Mさんが一つ年下のご主人のTさんと結婚したのは3年前、39歳の時です。友人の紹介で4年ほどのおつきあいを経てのことでした。「年齢的なこともあり、すぐ子どもが欲しかったので人気のクリニックへ通い始めました」
タイミング法を半年間ほど続け、1度、自然妊娠したのですが流産してしまいました。その後、人工授精に3回トライしたのですが、それでもダメだったので、体外受精へステップアップしました。M さんは卵巣機能不全でした。月経周期が乱れがちで生理がない月があったり、排卵もなかったりする症状です。
「ドクターからは、ホルモン値が閉経に近いほど悪いと言われてショックでした。もう子どもは無理かもと思ったのですが、ドクターがホルモン値に関して今はあまり気にしなくていい、卵が採れるか採れないかの問題だとおっしゃってくれたので、少し気が楽になりました」
採卵は毎回ほぼ1個グレードも良くなくて
採卵は計4回。1回目は低刺激法で、プレマリンⓇのみで採卵しました。採れたのは1個で新鮮胚移植し、着床。心拍まで確認できましたが、流産してしまいました。

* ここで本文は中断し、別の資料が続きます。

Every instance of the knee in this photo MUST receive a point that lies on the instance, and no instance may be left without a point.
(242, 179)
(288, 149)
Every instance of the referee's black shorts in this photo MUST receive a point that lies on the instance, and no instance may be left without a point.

「主人はまた頑張ろうと言ってくれましたが、流産はこれで2回目。さすがに落ち込みましたね」
2回目の移植も陰性だったため、残りの3、4回目は高刺激でアンタゴニスト法、ロング法でそれぞれ採卵を行いました。
「高刺激にしてもらっても1個か2個しか採れなくて。AMHの値はそんなに悪くなかったので、ドクターにも5~6個採れてもいいんだけどねと言われましたが」
しかも、受精卵のグレードがあまり良くありませんでした。そのせいか3回目も陰性でした。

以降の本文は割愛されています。